Wednesday, September 6, 2017

what happens while driving, sometimes

Sometimes when I'm driving I'll see a child walking on the sidewalk or waiting at the bus stop or two teenagers with wildly colored hair holding hands or young parents pushing a child in a stroller and my heart just fills overwhelmingly with hope,  love and sadness. They are so beautiful, these fellow humans, much younger than I, so beautiful and I want to stop the car and tell them this, tell them I'm glad they exist, that we all exist.
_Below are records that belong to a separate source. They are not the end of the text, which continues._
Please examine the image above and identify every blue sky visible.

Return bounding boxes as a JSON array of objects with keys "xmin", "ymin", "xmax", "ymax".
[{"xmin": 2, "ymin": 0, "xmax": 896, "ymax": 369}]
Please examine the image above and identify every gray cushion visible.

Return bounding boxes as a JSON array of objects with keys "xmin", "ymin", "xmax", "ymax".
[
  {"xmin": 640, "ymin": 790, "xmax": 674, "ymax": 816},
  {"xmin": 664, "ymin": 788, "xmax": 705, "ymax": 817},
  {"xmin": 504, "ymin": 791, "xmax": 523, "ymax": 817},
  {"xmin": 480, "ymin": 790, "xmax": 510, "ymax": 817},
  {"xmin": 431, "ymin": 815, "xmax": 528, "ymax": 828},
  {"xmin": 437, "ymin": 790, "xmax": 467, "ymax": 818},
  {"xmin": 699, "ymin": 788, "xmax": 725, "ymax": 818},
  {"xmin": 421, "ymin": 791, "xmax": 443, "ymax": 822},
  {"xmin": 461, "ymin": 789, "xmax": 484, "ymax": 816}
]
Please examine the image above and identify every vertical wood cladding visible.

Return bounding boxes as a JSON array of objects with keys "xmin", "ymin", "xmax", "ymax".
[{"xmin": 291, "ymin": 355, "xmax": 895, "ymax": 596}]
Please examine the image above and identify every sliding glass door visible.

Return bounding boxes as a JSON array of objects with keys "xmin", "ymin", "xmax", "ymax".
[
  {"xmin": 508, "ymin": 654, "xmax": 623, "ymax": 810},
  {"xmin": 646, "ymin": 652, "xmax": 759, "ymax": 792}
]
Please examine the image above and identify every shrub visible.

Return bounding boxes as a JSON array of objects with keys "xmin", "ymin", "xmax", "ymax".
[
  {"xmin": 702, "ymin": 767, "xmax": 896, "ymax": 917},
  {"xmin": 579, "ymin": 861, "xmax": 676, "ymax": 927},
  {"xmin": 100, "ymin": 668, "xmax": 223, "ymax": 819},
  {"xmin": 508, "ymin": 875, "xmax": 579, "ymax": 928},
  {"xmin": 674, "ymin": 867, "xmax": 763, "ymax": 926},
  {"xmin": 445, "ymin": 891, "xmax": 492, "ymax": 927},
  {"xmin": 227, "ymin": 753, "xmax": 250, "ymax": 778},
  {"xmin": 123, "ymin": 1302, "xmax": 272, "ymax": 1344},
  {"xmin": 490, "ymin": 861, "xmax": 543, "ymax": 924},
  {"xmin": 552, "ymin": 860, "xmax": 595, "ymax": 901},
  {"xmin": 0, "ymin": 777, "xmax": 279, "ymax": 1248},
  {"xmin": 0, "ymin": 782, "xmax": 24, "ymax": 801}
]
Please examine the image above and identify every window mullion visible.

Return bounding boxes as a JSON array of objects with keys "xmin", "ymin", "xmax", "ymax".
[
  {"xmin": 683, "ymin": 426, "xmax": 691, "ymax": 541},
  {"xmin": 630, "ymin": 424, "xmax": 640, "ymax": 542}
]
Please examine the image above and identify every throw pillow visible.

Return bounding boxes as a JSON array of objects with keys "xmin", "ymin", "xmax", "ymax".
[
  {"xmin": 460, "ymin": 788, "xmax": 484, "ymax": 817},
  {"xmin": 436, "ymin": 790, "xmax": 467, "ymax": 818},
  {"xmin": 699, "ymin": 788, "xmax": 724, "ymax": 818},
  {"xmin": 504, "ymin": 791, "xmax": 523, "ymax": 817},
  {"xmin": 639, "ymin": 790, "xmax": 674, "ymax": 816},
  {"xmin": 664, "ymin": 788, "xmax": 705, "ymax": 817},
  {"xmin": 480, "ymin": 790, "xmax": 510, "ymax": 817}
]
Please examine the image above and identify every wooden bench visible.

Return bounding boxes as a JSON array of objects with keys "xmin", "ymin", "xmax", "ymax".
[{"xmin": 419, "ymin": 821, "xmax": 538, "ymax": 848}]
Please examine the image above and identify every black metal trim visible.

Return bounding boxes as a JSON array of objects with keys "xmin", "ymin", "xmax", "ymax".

There's an old quote stating youth is wasted on the young, and it's complete bullshit. It's not wasted. Let them have every moment of discovery, every first blush of love, every stumble and every triumph. Let them too have their tears, their fears and worries, their agonizing self-doubt. If they fully understood they'd never get those moments back, they'd be paralyzed, unable to live their own experiences. This is what happens far too often to us as adults. All that saccharine bullshit about keeping the child alive inside is really trying to say: don't forget to be alive and OPEN. An awareness of your own mortality need not destroy the ability to live fully; it should enhance it. We need not be desperate to recapture something gone; we have its memory inside us. We get to carry that with us for hopefully all our mortal years and we have the ability to add more, new experiences.

I can't pull my car over and tell these children and teenagers whose names I do not know that I love them. But I can dream of such a world, and keep trying to build it.